Gerecht in Eerste Aanleg van Aruba

Datum uitspraak
9 mei 2023
Publicatiedatum
19 juli 2023
Zaaknummer
A UA202204543
Instantie
Gerecht in Eerste Aanleg van Aruba
Type
Uitspraak
Procedures
  • Eerste aanleg - enkelvoudig
Rechters
  • A.H.M. van de Leur
Vindplaatsen
  • Rechtspraak.nl
AI samenvatting door LexboostAutomatisch gegenereerd

Verzoek om doorbetaling van loon na kennelijk onredelijk ontslag en de gevolgen van berusting in het ontslag

In deze zaak heeft verzoekster, een werknemer van SCS Technische Handelsmaatschappij N.V. (handelend onder de naam Dijtham), een verzoek ingediend bij het Gerecht in Eerste Aanleg van Aruba. Verzoekster is sinds maart 2015 in dienst en is op 19 september 2022 op staande voet ontslagen. De ontslagbrief vermeldde dat verzoekster zonder gegronde reden niet op het werk was verschenen.

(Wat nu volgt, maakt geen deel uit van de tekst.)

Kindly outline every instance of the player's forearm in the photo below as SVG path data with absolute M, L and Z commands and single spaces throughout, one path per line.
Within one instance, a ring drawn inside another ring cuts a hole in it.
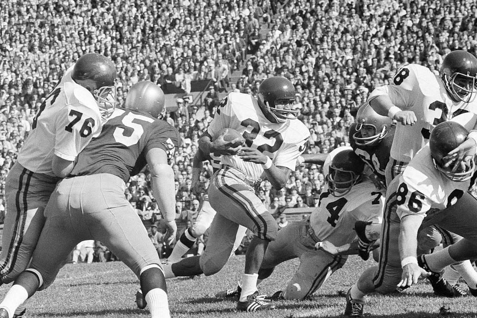
M 68 176 L 75 166 L 75 161 L 60 158 L 56 155 L 53 156 L 51 162 L 51 168 L 55 175 L 60 178 Z
M 210 154 L 214 152 L 212 147 L 212 136 L 207 131 L 204 132 L 199 139 L 199 149 L 204 154 Z
M 398 108 L 394 104 L 389 96 L 388 95 L 380 95 L 369 100 L 369 105 L 371 106 L 375 111 L 381 116 L 386 116 L 391 118 L 393 118 L 389 113 L 390 110 L 397 110 Z M 396 107 L 393 108 L 393 107 Z
M 174 171 L 165 163 L 155 164 L 152 169 L 153 193 L 158 206 L 167 222 L 175 219 L 175 191 Z
M 303 161 L 300 157 L 297 160 L 297 164 L 305 162 L 306 163 L 315 163 L 319 165 L 323 165 L 328 157 L 328 154 L 303 154 L 300 157 L 303 158 Z
M 406 215 L 401 219 L 398 242 L 401 260 L 410 259 L 408 257 L 417 260 L 417 231 L 422 223 L 422 218 L 417 215 Z

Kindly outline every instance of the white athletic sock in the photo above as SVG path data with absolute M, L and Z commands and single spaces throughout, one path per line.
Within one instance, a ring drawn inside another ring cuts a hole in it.
M 461 274 L 452 268 L 453 266 L 453 265 L 451 265 L 446 267 L 445 271 L 442 275 L 442 277 L 452 285 L 457 284 L 457 281 L 461 278 Z
M 349 295 L 351 296 L 351 299 L 358 301 L 364 301 L 364 298 L 366 296 L 366 294 L 358 289 L 358 285 L 356 284 L 353 285 L 351 287 Z
M 164 264 L 162 265 L 162 269 L 164 270 L 164 277 L 165 278 L 172 278 L 176 277 L 172 272 L 172 264 Z
M 242 292 L 240 293 L 240 301 L 247 300 L 247 296 L 255 293 L 257 290 L 258 274 L 244 274 L 242 276 Z
M 170 318 L 167 294 L 160 288 L 149 291 L 146 295 L 152 318 Z
M 170 255 L 167 257 L 167 260 L 171 263 L 177 263 L 180 260 L 182 256 L 187 253 L 189 249 L 189 247 L 185 246 L 185 244 L 181 241 L 180 240 L 177 241 L 177 242 L 175 243 L 175 246 L 174 246 L 174 249 L 172 250 L 172 252 L 171 253 Z
M 472 266 L 471 261 L 468 259 L 460 263 L 454 264 L 452 267 L 460 274 L 470 288 L 477 288 L 477 272 Z
M 8 317 L 11 318 L 17 308 L 28 298 L 28 293 L 25 288 L 19 285 L 14 285 L 7 292 L 3 301 L 0 303 L 0 308 L 4 308 L 8 312 Z
M 449 253 L 449 247 L 447 246 L 441 250 L 424 255 L 429 269 L 439 273 L 444 270 L 446 266 L 457 262 Z

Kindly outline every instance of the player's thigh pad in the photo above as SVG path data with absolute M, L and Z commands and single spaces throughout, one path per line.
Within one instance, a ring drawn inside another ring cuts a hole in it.
M 100 241 L 139 277 L 142 268 L 160 260 L 147 230 L 124 196 L 118 177 L 100 173 L 84 177 L 80 197 L 90 238 Z
M 242 239 L 243 239 L 243 237 L 245 236 L 246 232 L 246 228 L 241 225 L 238 226 L 238 230 L 237 231 L 237 235 L 235 237 L 235 242 L 234 243 L 234 247 L 232 248 L 231 256 L 237 250 L 238 246 L 240 246 L 240 243 L 242 242 Z
M 210 227 L 216 213 L 215 210 L 211 206 L 209 199 L 204 199 L 197 218 L 192 226 L 192 231 L 197 235 L 197 237 L 204 234 L 207 229 Z
M 57 179 L 34 173 L 16 163 L 5 184 L 6 212 L 0 276 L 12 281 L 28 266 L 45 218 L 43 212 Z
M 79 232 L 80 228 L 71 222 L 71 216 L 80 213 L 78 209 L 70 209 L 69 204 L 74 179 L 64 179 L 59 183 L 45 210 L 46 221 L 30 266 L 42 275 L 43 284 L 40 290 L 46 288 L 54 281 L 71 250 L 85 239 L 85 236 L 79 236 L 78 234 L 81 234 Z
M 258 238 L 273 240 L 277 222 L 253 188 L 229 171 L 219 170 L 209 187 L 211 205 L 218 214 L 249 229 Z
M 455 204 L 437 212 L 429 221 L 450 232 L 477 241 L 477 199 L 466 192 Z
M 280 232 L 282 230 L 280 230 Z M 300 256 L 298 269 L 288 283 L 285 299 L 304 299 L 311 296 L 346 261 L 346 255 L 333 256 L 322 250 L 310 250 Z
M 304 223 L 290 222 L 279 231 L 277 238 L 268 244 L 261 268 L 273 268 L 284 261 L 299 256 L 307 249 L 302 247 Z
M 199 264 L 206 276 L 217 273 L 229 259 L 237 237 L 238 225 L 219 213 L 210 226 L 210 234 Z
M 375 291 L 380 294 L 388 294 L 396 290 L 402 272 L 398 245 L 400 220 L 396 213 L 396 191 L 392 189 L 394 183 L 396 182 L 391 185 L 388 191 L 392 192 L 386 198 L 379 263 L 377 272 L 373 278 Z

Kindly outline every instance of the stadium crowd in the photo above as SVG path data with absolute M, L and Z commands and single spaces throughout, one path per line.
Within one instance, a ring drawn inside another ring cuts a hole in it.
M 0 213 L 9 169 L 41 103 L 79 56 L 95 52 L 115 63 L 119 104 L 139 80 L 173 83 L 212 79 L 203 102 L 178 100 L 166 120 L 182 146 L 171 162 L 177 219 L 192 223 L 201 194 L 191 191 L 199 136 L 220 103 L 218 91 L 256 95 L 271 76 L 296 85 L 295 107 L 311 133 L 307 151 L 327 153 L 346 144 L 358 107 L 376 87 L 409 63 L 438 74 L 451 50 L 477 53 L 477 1 L 394 0 L 36 0 L 0 3 Z M 231 75 L 241 72 L 238 81 Z M 325 182 L 321 167 L 302 165 L 286 187 L 262 183 L 258 194 L 277 222 L 283 207 L 313 207 Z M 201 176 L 203 188 L 212 175 Z M 159 225 L 146 171 L 126 195 L 145 224 Z

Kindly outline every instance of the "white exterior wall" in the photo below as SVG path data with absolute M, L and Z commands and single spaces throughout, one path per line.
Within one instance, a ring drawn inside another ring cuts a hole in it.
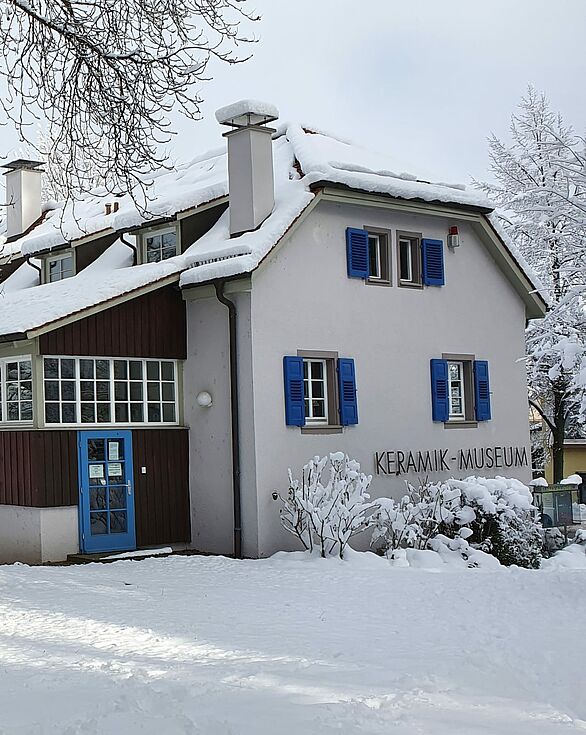
M 42 564 L 79 552 L 77 506 L 0 505 L 0 563 Z
M 461 247 L 444 250 L 446 285 L 399 288 L 395 231 L 442 239 L 454 220 L 323 202 L 253 275 L 252 353 L 257 453 L 258 554 L 297 548 L 280 527 L 275 488 L 287 468 L 315 454 L 342 450 L 374 474 L 381 450 L 516 446 L 530 464 L 524 365 L 525 308 L 469 225 L 458 222 Z M 390 229 L 391 287 L 366 285 L 346 272 L 346 227 Z M 284 355 L 338 352 L 356 362 L 359 424 L 341 434 L 308 435 L 285 425 Z M 473 354 L 489 361 L 492 420 L 446 428 L 431 417 L 430 359 Z M 436 473 L 435 478 L 471 472 Z M 482 473 L 530 479 L 530 466 Z M 375 476 L 372 494 L 400 495 L 405 480 Z

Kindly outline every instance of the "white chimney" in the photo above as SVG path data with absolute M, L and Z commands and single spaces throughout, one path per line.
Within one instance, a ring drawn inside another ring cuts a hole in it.
M 228 190 L 230 235 L 256 230 L 275 206 L 273 128 L 267 123 L 279 117 L 273 105 L 241 100 L 216 112 L 221 125 L 232 130 L 228 139 Z
M 19 158 L 5 163 L 6 237 L 18 237 L 41 216 L 42 164 Z

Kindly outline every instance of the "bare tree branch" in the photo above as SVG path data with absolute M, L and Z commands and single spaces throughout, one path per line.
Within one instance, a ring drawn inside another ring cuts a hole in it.
M 96 179 L 132 192 L 166 165 L 169 113 L 201 118 L 201 84 L 216 60 L 237 64 L 248 0 L 0 0 L 0 105 L 39 150 L 46 121 L 67 198 Z M 80 161 L 88 166 L 79 165 Z

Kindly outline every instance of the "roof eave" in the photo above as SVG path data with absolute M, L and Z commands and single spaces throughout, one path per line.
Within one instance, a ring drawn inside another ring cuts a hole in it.
M 321 179 L 319 181 L 314 182 L 309 187 L 312 191 L 314 189 L 324 189 L 324 190 L 339 190 L 339 191 L 345 191 L 349 193 L 357 193 L 357 194 L 363 194 L 370 197 L 382 197 L 384 199 L 388 199 L 389 201 L 398 201 L 398 202 L 415 202 L 417 204 L 423 204 L 423 205 L 431 205 L 436 207 L 450 207 L 457 209 L 460 209 L 462 212 L 474 212 L 477 214 L 489 214 L 493 211 L 492 207 L 481 207 L 476 206 L 472 204 L 462 204 L 461 202 L 451 202 L 451 201 L 442 201 L 440 199 L 422 199 L 421 197 L 399 197 L 395 196 L 393 194 L 387 194 L 385 192 L 378 192 L 378 191 L 369 191 L 367 189 L 359 189 L 356 187 L 348 186 L 347 184 L 341 184 L 339 182 L 334 181 L 327 181 L 326 179 Z M 449 191 L 449 189 L 446 187 L 446 191 Z

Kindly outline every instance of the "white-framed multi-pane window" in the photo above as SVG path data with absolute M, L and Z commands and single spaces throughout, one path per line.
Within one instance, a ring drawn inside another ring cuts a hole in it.
M 159 263 L 179 254 L 177 227 L 148 230 L 141 235 L 144 263 Z
M 176 424 L 175 360 L 44 357 L 45 424 Z
M 306 424 L 328 423 L 328 380 L 326 360 L 303 360 Z
M 75 275 L 73 252 L 50 256 L 45 259 L 45 283 L 62 281 Z
M 399 286 L 421 285 L 421 235 L 397 233 Z
M 390 285 L 390 233 L 368 231 L 368 272 L 367 283 Z
M 448 361 L 448 395 L 450 401 L 450 421 L 466 418 L 466 391 L 464 363 L 460 360 Z
M 0 422 L 33 420 L 33 369 L 30 357 L 0 360 Z

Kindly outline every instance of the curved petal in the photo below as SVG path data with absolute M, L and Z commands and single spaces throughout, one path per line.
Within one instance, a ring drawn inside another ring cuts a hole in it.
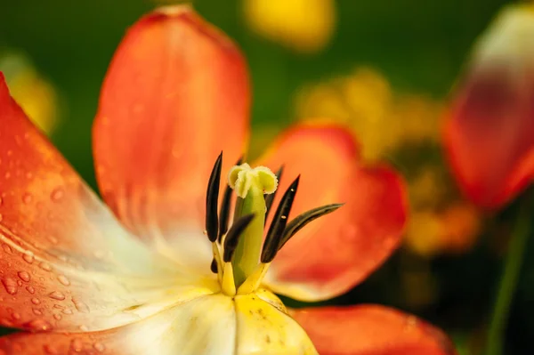
M 475 47 L 447 116 L 449 160 L 482 207 L 500 207 L 534 178 L 533 47 L 534 6 L 507 7 Z
M 179 292 L 214 292 L 208 281 L 188 288 L 174 263 L 122 229 L 9 96 L 1 74 L 0 182 L 2 325 L 101 329 L 150 314 Z M 153 299 L 160 304 L 142 307 Z
M 457 354 L 440 329 L 387 307 L 320 307 L 290 313 L 321 355 Z
M 207 181 L 222 150 L 223 172 L 242 154 L 248 109 L 246 63 L 224 34 L 188 5 L 146 15 L 115 53 L 94 122 L 105 201 L 142 238 L 210 262 Z
M 140 322 L 103 332 L 6 336 L 0 338 L 0 353 L 233 355 L 235 329 L 231 298 L 217 294 L 200 297 Z
M 20 334 L 0 338 L 0 353 L 316 355 L 317 351 L 302 327 L 271 304 L 253 294 L 233 300 L 218 294 L 198 297 L 139 322 L 106 331 Z
M 271 169 L 285 165 L 280 191 L 302 174 L 290 219 L 322 205 L 345 203 L 306 226 L 279 252 L 265 281 L 275 292 L 303 301 L 333 297 L 360 282 L 397 247 L 406 222 L 404 185 L 390 168 L 365 166 L 358 157 L 348 131 L 302 125 L 286 133 L 261 159 Z

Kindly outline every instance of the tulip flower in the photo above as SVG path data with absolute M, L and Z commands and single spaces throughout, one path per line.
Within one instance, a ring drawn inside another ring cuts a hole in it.
M 399 244 L 403 185 L 330 125 L 293 127 L 232 167 L 245 61 L 190 7 L 141 19 L 111 62 L 93 126 L 109 209 L 1 79 L 0 322 L 22 330 L 3 355 L 455 353 L 398 311 L 275 295 L 326 300 L 364 279 Z
M 459 186 L 498 209 L 534 176 L 534 5 L 506 7 L 480 38 L 444 126 Z

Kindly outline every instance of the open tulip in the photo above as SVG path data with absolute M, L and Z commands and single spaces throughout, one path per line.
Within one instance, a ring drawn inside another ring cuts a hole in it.
M 326 300 L 361 281 L 398 245 L 403 186 L 359 163 L 335 126 L 294 127 L 267 150 L 259 163 L 285 165 L 279 184 L 267 167 L 231 169 L 247 137 L 246 64 L 189 6 L 140 20 L 107 74 L 93 146 L 111 211 L 1 78 L 0 322 L 23 330 L 0 339 L 1 354 L 455 353 L 441 331 L 394 310 L 287 310 L 274 294 Z M 239 197 L 230 229 L 221 172 Z M 263 198 L 277 188 L 286 193 Z M 332 202 L 345 205 L 283 248 L 270 237 Z M 269 206 L 279 207 L 260 250 Z
M 497 209 L 534 177 L 534 5 L 506 7 L 475 46 L 444 126 L 459 186 Z

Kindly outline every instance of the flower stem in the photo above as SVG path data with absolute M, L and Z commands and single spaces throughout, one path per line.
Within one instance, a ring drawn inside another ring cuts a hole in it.
M 498 285 L 491 322 L 486 340 L 486 355 L 502 355 L 504 333 L 508 321 L 510 307 L 517 286 L 524 252 L 530 234 L 530 204 L 520 206 L 517 220 L 512 233 L 505 269 Z

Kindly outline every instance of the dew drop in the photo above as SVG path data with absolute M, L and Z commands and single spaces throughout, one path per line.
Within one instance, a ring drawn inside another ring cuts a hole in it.
M 33 197 L 31 196 L 31 194 L 29 192 L 26 192 L 22 196 L 22 202 L 24 202 L 26 205 L 30 204 L 32 199 L 33 199 Z
M 52 267 L 44 262 L 43 262 L 39 264 L 39 268 L 43 269 L 44 271 L 52 270 Z
M 58 276 L 58 281 L 60 281 L 62 285 L 65 286 L 70 285 L 70 281 L 69 281 L 69 278 L 67 278 L 67 277 L 64 275 Z
M 28 263 L 32 263 L 35 258 L 32 252 L 26 252 L 22 254 L 22 259 Z
M 72 339 L 72 342 L 70 342 L 70 349 L 77 352 L 80 352 L 84 350 L 84 343 L 79 339 Z
M 4 285 L 4 288 L 5 288 L 5 292 L 9 294 L 15 294 L 18 291 L 17 281 L 12 278 L 5 278 L 2 279 L 2 284 Z
M 59 355 L 60 353 L 53 345 L 50 344 L 44 345 L 43 349 L 44 350 L 44 352 L 48 355 Z
M 53 190 L 53 191 L 52 191 L 52 194 L 50 195 L 50 198 L 52 198 L 53 201 L 59 201 L 61 198 L 63 198 L 63 196 L 65 195 L 65 192 L 63 191 L 62 188 L 56 188 Z
M 31 279 L 31 276 L 29 276 L 29 274 L 26 271 L 19 271 L 17 275 L 19 275 L 19 278 L 20 278 L 20 279 L 24 282 L 29 282 Z
M 106 350 L 106 347 L 104 346 L 103 343 L 95 343 L 93 344 L 93 347 L 94 348 L 95 351 L 97 351 L 98 352 L 102 352 L 103 351 Z
M 89 307 L 87 306 L 87 304 L 85 304 L 82 301 L 78 300 L 77 298 L 73 298 L 72 303 L 74 303 L 74 306 L 80 313 L 89 313 L 90 312 L 90 310 L 89 310 Z
M 44 319 L 34 319 L 24 326 L 36 332 L 45 332 L 52 329 L 52 325 Z
M 59 291 L 53 291 L 53 292 L 48 294 L 48 296 L 50 298 L 53 298 L 54 300 L 58 300 L 58 301 L 63 301 L 65 299 L 65 294 L 61 294 Z

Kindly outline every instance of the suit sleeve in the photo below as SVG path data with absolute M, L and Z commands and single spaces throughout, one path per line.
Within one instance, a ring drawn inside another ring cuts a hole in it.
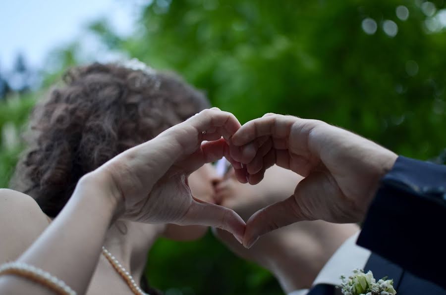
M 357 244 L 446 288 L 446 166 L 398 157 Z

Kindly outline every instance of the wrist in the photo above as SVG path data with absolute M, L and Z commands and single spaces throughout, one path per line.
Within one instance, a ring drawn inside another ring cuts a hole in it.
M 78 182 L 73 197 L 87 199 L 92 207 L 99 210 L 97 213 L 110 218 L 111 223 L 123 212 L 124 200 L 111 177 L 98 170 L 86 174 Z

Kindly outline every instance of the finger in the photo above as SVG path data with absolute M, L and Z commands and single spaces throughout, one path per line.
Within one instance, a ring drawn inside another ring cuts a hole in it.
M 246 171 L 246 165 L 243 165 L 240 169 L 234 169 L 234 173 L 235 178 L 241 183 L 248 183 L 249 180 L 248 171 Z
M 243 246 L 250 248 L 262 235 L 304 220 L 300 212 L 294 196 L 258 211 L 246 223 Z
M 203 141 L 216 141 L 222 138 L 222 134 L 219 132 L 206 132 L 202 133 L 201 139 Z
M 259 153 L 259 149 L 268 142 L 269 136 L 262 136 L 255 140 L 241 147 L 241 156 L 239 161 L 247 164 L 251 162 L 256 155 Z
M 257 151 L 257 154 L 247 165 L 248 173 L 250 174 L 255 174 L 260 171 L 263 166 L 263 158 L 273 148 L 273 140 L 271 138 L 265 142 Z
M 228 246 L 233 252 L 243 256 L 250 251 L 240 245 L 232 235 L 226 231 L 211 228 L 211 231 L 218 239 Z
M 226 137 L 234 134 L 241 126 L 234 115 L 221 111 L 218 108 L 202 110 L 184 123 L 196 128 L 199 134 L 202 134 L 203 131 L 207 132 L 208 130 L 212 130 L 212 128 L 216 128 L 218 130 L 219 127 L 221 127 L 220 131 L 224 130 L 224 135 Z
M 262 169 L 255 174 L 248 175 L 248 180 L 250 184 L 254 185 L 262 181 L 267 169 L 276 164 L 276 151 L 270 149 L 263 157 L 263 161 Z
M 242 126 L 232 136 L 232 142 L 241 146 L 266 135 L 279 138 L 287 137 L 291 126 L 297 119 L 292 116 L 277 114 L 255 119 Z
M 240 244 L 246 224 L 233 210 L 194 198 L 181 221 L 184 225 L 201 225 L 220 228 L 231 233 Z

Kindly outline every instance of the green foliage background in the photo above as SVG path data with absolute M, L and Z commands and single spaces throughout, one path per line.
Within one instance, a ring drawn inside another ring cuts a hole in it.
M 444 8 L 443 0 L 434 2 Z M 130 37 L 101 20 L 89 30 L 111 50 L 178 72 L 242 123 L 269 112 L 317 118 L 426 159 L 446 147 L 446 30 L 427 29 L 435 19 L 422 2 L 157 0 L 141 8 Z M 399 5 L 409 9 L 407 20 L 395 15 Z M 366 17 L 378 23 L 373 35 L 361 28 Z M 383 31 L 385 20 L 397 25 L 394 37 Z M 79 62 L 76 49 L 55 53 L 61 71 Z M 408 68 L 413 62 L 415 75 Z M 46 85 L 60 73 L 48 75 Z M 41 95 L 3 103 L 0 127 L 23 126 Z M 2 186 L 20 148 L 0 150 Z M 195 242 L 159 241 L 147 273 L 169 295 L 282 294 L 266 271 L 238 259 L 211 234 Z

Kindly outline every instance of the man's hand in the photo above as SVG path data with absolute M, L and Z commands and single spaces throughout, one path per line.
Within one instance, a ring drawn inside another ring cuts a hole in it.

Verzoekster heeft in een brief van 4 oktober 2022 aangegeven dat zij in het ontslag berust, maar dat zij het ontslag kennelijk onredelijk acht. Partijen hebben geen regeling bereikt, waarna verzoekster het Gerecht verzocht om doorbetaling van haar loon en andere vergoedingen, zolang de arbeidsovereenkomst niet op rechtmatige wijze is beëindigd.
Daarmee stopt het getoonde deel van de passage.